After reading through the black hole thread in the Unexplained, which is probably where this will end up eventually, I'm not even going to bother responding to Harry anymore, except to say this: I don't need to do "more reading" to understand where you are coming from. Do you really think you are the only one who reads Arxiv? The difference between you and the people trying to address your arguments is that we are capable of recognizing a) when a paper should not be believed due to its author, or what it says, and b) when a paper relates to and more importantly, supports our argument. You lack both of those abilities. You literally just type in a word, such as dynamo, and just paste links that have that word in the abstract, or post the conclusions making it appear that you read the paper and understood it.
Regarding the moderator action mentioned throughout harry's other threads, I would contend that he is not following those instructions at all and this is nothing even close to resembling a scientific discussion. The only real discussion has been in the last couple pages, and not surprisingly harry is not involved in it.

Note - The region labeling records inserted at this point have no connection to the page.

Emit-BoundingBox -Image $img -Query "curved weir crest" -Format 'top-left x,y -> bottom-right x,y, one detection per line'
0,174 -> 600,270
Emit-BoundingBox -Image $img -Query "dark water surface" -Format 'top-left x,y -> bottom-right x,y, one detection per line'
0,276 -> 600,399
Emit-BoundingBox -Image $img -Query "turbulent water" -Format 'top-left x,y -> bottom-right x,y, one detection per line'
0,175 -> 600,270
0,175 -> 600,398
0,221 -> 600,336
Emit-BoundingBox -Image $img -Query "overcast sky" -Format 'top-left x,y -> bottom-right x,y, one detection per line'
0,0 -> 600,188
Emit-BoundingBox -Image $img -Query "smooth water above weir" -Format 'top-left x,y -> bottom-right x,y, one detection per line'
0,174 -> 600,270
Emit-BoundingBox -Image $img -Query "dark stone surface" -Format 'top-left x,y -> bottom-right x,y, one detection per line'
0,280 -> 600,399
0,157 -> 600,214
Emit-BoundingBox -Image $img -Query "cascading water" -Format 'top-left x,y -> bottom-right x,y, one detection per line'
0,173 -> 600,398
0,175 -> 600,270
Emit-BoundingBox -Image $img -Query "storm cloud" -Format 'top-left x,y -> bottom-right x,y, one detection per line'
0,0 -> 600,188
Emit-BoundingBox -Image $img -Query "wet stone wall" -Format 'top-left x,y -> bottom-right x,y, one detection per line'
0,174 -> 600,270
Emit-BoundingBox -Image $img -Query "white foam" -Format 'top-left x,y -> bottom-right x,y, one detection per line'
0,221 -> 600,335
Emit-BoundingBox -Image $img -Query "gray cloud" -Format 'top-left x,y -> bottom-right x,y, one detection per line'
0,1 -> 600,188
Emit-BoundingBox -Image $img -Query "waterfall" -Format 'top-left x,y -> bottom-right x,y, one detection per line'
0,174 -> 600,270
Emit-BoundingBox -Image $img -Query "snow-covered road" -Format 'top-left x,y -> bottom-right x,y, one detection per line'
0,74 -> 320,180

Michael, while I wholeheartedly disagree with what you are contending, that a star could form around a stellar remnant, specifically a neutron star, at least you were able to make a point. Given that we see many pulsars and can measure their period and the derivative of the period w.r.t. time, one could do a calculation to see how long it would take a neutron star to reach the rotation periods of typical main sequence stars. If this time is significantly larger than the age of the oldest star(or is even on the order of a few Gyr) we know of, it doesn't bode well for your argument. I haven't done this, but I'm just throwing the idea out there. If we completely ignore the physics which, to me, would say that this is impossible, this would be an important piece of evidence.
edit: One would also need to take into consideration the fraction of high mass stars capable of producing neutron stars. To produce the numbers of main sequence sun-like stars we see, basically every single neutron star would have to turn into a MS star. If you are contending that star formation is a mixture of this and regular star formation, why is there a difference and how does it manifest itself?